THE staycation summer meant that a good many friends who would normally have travelled to distant parts have visited Cornwall instead. A favourite walk with some of them has started near Menabilly, the house rented for 20 years by Daphne du Maurier.
Some novelists popular in their lifetime are soon forgotten (Ivy Compton Burnett would be a good example), whereas du Maurier’s fame seems as secure as ever. Fowey has a literary festival in her honour (though not this year, since it has gone the way of so much else during the pandemic). Books including Jamaica Inn and Frenchman’s Creek are still read, and stage and film versions of du Maurier’s work are numerous — a new film of Rebecca was released this month.
Walking up the steep headland called the Gribbin, near her old house, it is easy to visualise where the novelist noticed a farmer being dive-bombed by seagulls. It led her to write her short story The Birds, made famous by Alfred Hitchcock’s film adaptation. As any Cornish person will tell you, crows may look more evil than seagulls, but they do not steal pasties with quite the same finesse.
Stranger than fiction
ALTHOUGH she was not Cornish herself, Daphne du Maurier loved her adopted county. I have just re-read her book Vanishing Cornwall, published in 1967, with photographs taken by her son. Although a shade nostalgic, it does capture The spirit and history of Cornwall (its subtitle) very well.
I had forgotten how fascinated she was by eccentric clergy. The diocese of Truro has had plenty in its brief history. Du Maurier tells of her visits to Warleggan, where Frederick Densham became the incumbent in 1931, dying in office in 1953. He surrounded the vicarage with barbed wire and kept a pack of dogs; so there was little chance of much pastoral contact. He put cardboard cut-outs of his parishioners in the pews when they ceased to come to church — a strategy more recently adopted by some churches during lockdown, to avoid live-streaming from empty buildings.
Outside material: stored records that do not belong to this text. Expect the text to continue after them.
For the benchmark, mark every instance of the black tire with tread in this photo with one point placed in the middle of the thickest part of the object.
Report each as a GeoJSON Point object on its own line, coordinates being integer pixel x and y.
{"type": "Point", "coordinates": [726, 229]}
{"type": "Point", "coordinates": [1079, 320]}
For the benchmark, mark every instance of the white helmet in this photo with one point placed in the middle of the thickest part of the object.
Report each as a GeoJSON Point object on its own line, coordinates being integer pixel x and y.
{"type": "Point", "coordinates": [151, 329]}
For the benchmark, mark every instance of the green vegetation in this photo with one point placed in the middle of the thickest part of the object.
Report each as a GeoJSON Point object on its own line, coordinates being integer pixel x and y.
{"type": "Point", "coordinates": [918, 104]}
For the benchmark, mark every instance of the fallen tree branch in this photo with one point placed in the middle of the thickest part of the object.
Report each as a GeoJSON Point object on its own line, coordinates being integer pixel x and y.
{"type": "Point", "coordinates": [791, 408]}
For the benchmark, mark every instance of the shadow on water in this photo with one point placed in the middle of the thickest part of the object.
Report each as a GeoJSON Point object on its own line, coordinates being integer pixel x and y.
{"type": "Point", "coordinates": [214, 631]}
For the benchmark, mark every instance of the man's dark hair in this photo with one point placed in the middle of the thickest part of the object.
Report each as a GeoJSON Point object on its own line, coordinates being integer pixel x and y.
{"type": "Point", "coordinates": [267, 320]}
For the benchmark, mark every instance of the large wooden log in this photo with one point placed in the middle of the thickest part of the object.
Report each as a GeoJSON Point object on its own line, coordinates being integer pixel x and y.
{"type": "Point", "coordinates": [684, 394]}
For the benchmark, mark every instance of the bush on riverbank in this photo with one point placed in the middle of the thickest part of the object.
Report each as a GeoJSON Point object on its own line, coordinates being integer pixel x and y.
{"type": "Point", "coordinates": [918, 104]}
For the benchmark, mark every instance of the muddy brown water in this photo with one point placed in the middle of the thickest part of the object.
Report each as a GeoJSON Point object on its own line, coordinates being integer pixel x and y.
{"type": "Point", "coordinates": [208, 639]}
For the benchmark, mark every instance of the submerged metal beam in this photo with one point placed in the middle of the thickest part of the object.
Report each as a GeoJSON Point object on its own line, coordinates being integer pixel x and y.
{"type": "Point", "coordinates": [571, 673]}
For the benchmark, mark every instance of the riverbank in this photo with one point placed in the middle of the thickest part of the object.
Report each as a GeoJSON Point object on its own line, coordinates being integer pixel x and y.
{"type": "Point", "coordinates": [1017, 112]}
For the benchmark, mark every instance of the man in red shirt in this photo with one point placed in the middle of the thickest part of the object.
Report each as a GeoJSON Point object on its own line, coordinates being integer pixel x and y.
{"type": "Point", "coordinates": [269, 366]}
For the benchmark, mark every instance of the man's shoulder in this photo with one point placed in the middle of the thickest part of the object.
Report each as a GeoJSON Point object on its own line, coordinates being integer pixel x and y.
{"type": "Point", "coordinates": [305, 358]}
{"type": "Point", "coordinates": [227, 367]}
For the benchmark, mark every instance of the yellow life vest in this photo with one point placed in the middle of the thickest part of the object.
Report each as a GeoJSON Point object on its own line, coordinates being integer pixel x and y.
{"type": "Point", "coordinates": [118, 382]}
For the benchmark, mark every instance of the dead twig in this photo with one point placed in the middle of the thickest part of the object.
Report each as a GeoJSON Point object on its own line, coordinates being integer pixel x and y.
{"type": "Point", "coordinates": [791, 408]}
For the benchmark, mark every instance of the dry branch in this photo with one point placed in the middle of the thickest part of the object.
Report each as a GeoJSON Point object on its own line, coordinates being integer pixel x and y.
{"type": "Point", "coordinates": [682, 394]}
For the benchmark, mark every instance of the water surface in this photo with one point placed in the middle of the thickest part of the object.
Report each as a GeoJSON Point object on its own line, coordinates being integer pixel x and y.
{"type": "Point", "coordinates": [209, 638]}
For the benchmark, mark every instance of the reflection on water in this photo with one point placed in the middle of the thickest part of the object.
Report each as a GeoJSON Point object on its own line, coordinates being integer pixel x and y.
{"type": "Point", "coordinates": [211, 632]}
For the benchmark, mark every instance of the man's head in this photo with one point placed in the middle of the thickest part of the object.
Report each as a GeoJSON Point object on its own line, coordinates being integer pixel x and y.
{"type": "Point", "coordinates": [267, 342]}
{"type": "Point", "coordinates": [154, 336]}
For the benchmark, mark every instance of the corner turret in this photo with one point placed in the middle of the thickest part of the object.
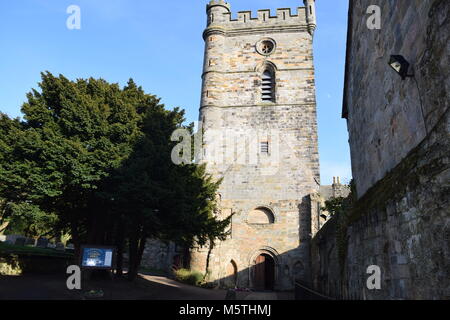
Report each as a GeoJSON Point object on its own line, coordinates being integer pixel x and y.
{"type": "Point", "coordinates": [218, 12]}
{"type": "Point", "coordinates": [310, 7]}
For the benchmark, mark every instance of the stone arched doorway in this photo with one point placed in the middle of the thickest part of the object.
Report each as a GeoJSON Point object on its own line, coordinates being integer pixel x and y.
{"type": "Point", "coordinates": [231, 273]}
{"type": "Point", "coordinates": [264, 272]}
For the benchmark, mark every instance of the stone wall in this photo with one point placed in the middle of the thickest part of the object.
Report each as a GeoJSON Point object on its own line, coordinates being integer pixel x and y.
{"type": "Point", "coordinates": [400, 148]}
{"type": "Point", "coordinates": [236, 120]}
{"type": "Point", "coordinates": [388, 117]}
{"type": "Point", "coordinates": [402, 225]}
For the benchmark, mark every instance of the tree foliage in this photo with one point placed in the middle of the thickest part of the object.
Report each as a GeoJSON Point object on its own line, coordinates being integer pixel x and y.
{"type": "Point", "coordinates": [93, 159]}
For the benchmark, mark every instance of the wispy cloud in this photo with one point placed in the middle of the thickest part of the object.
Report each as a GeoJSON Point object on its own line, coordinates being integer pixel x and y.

His was a sad story. In his service register, he commented one Sunday that there was “no fog, no wind, no rain, no congregation”. Perhaps the author’s sympathy for him was aroused since she, too, could be reclusive. Her own reputation for mild eccentricity was confirmed, for some, when she joined Mebyon Kernow, the political party that seeks self-government for Cornwall.
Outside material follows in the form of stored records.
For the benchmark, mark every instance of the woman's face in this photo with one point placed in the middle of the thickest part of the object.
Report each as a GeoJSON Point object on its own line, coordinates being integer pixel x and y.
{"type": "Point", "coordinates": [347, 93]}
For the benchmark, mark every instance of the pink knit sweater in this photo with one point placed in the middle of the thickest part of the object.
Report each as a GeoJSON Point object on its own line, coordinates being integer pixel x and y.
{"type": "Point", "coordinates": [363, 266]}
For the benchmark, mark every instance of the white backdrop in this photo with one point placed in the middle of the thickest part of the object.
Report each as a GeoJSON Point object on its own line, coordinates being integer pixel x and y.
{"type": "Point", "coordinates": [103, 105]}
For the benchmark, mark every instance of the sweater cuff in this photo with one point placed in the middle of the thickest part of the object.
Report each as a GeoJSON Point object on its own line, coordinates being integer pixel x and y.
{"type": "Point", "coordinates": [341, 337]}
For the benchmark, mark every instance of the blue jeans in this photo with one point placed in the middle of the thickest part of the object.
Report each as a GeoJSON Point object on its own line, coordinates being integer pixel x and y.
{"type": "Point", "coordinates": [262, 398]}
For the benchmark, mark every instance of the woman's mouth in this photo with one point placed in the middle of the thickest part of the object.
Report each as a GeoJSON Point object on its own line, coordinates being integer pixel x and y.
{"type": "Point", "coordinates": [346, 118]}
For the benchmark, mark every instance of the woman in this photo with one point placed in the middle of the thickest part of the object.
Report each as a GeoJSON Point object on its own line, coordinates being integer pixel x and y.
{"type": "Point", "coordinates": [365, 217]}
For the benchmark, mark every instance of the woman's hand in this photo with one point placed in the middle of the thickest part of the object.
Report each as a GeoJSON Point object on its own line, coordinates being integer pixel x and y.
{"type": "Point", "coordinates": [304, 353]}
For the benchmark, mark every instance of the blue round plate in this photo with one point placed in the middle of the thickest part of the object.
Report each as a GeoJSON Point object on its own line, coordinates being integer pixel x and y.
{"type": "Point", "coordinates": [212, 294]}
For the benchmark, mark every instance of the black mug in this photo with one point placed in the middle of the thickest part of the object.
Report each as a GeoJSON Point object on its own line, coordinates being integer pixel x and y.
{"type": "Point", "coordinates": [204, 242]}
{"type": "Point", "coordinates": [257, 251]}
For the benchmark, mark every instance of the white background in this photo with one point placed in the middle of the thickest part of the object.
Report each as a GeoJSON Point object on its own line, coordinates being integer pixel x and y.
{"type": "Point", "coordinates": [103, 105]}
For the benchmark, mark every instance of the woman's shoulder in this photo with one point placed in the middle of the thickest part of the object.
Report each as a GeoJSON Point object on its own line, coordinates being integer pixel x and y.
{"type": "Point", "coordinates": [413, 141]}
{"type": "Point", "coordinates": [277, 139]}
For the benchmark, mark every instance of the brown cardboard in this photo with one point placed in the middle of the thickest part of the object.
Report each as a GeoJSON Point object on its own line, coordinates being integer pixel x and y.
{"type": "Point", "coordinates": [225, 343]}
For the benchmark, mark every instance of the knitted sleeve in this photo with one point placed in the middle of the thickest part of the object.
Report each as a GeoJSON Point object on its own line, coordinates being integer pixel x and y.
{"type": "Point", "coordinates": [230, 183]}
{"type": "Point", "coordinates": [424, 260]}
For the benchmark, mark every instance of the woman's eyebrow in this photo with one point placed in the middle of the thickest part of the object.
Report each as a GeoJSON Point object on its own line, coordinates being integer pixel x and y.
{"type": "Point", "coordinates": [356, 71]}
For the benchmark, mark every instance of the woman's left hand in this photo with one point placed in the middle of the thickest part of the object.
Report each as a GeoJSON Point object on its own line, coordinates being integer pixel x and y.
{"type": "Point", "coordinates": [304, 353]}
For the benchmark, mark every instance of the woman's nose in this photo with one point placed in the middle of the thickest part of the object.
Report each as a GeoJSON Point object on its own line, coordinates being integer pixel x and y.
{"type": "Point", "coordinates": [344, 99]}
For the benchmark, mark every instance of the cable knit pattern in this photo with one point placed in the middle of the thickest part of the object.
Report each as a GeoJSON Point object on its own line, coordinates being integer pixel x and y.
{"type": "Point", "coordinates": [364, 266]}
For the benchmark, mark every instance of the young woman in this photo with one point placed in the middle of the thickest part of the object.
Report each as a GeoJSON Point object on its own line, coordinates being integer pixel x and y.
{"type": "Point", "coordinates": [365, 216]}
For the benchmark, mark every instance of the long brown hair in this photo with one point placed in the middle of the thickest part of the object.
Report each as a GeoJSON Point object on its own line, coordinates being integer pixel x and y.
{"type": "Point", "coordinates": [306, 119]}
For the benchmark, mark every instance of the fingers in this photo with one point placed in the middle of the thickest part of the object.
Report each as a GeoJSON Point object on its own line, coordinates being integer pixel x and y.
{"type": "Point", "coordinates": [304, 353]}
WHEN I was ordained in Peterborough Cathedral, 45 years ago last month, my bishop solemnly informed people in my title parish that he was sending them a Cornish nationalist. Douglas Feaver was not much like other bishops, even then. He did not normally shake hands with anyone except the Queen, and so would have been perfectly suited to this age of social distancing.
Weekday confirmation services took place at 7 p.m., and the Book of Common Prayer without communion was invariably used; so, even with his address, a service with a dozen candidates would frequently be over in 35 minutes. He did not believe in suffragan bishops, whom he described as “consecrated nannies”, although he did write me a generous letter when I became one.
He was content with incense, but hated smoking. After the parish mass on a Peterborough estate, he found the women who were serving coffee smoking cigarettes as they did so — in itself a sign of a different age. When he remarked that he didn’t “kiss women who smoke”, they retorted that he had given them a good reason to maintain the habit.
He enjoyed such repartee, although it would be unthinkable now. Feaver could be a fine pastor to many clergy, although he mystified most of the laity.
OUR own staycation involved a visit to London to see our adult children. Our son and his partner arranged a new experience for us, which involved solving a mystery in a cross between a treasure hunt and a detective story. All this was enabled by text messages coming through on our phones as we pursued clues on the streets of Marylebone and Mayfair.
It was enjoyable, although we did get hopelessly lost at one point — and I got distracted in Duke Street, Mayfair. Worship was taking place in the Ukrainian Catholic Cathedral, with much incense, but no sign that I could find of the earlier life of that fine church as a beacon of Congregationalism: the King’s Weigh House Chapel.
If I had been walking past a century earlier, the Sunday liturgy would also have had plenty of incense. It was the highest of high Congregational churches, with a well-attended daily celebration of the eucharist, and even benediction of the Blessed Sacrament. The minister, W. E. Orchard, was regarded as eccentric, although also respected as a learned cleric in his own denomination.
The movement called Free Catholicism, in which he was a leading spirit, is a fascinating byway of 20th-century English church history, now too little known. I feel a Church Times article brewing on the subject.
Every crawling thing
ALSO too little known, at least to me before the pandemic, were some of the birds and plants to be seen on our lockdown walks around here. The Benedicite — always a favourite canticle — has come into its own. One day, I even found myself taking photos of a slow worm. I remember slow worms from my childhood, but have hardly noticed any in the intervening years.
Trying to correct my ignorance, I discovered that they are not worms at all, but legless lizards. Then, I was amazed to find that a slow worm will live for 30 years. Perhaps such a significant lifespan is a consequence of doing things slowly.
Slowing down is no bad thing. I am doing my best.
The Rt Revd Graham James is a former Bishop of Norwich.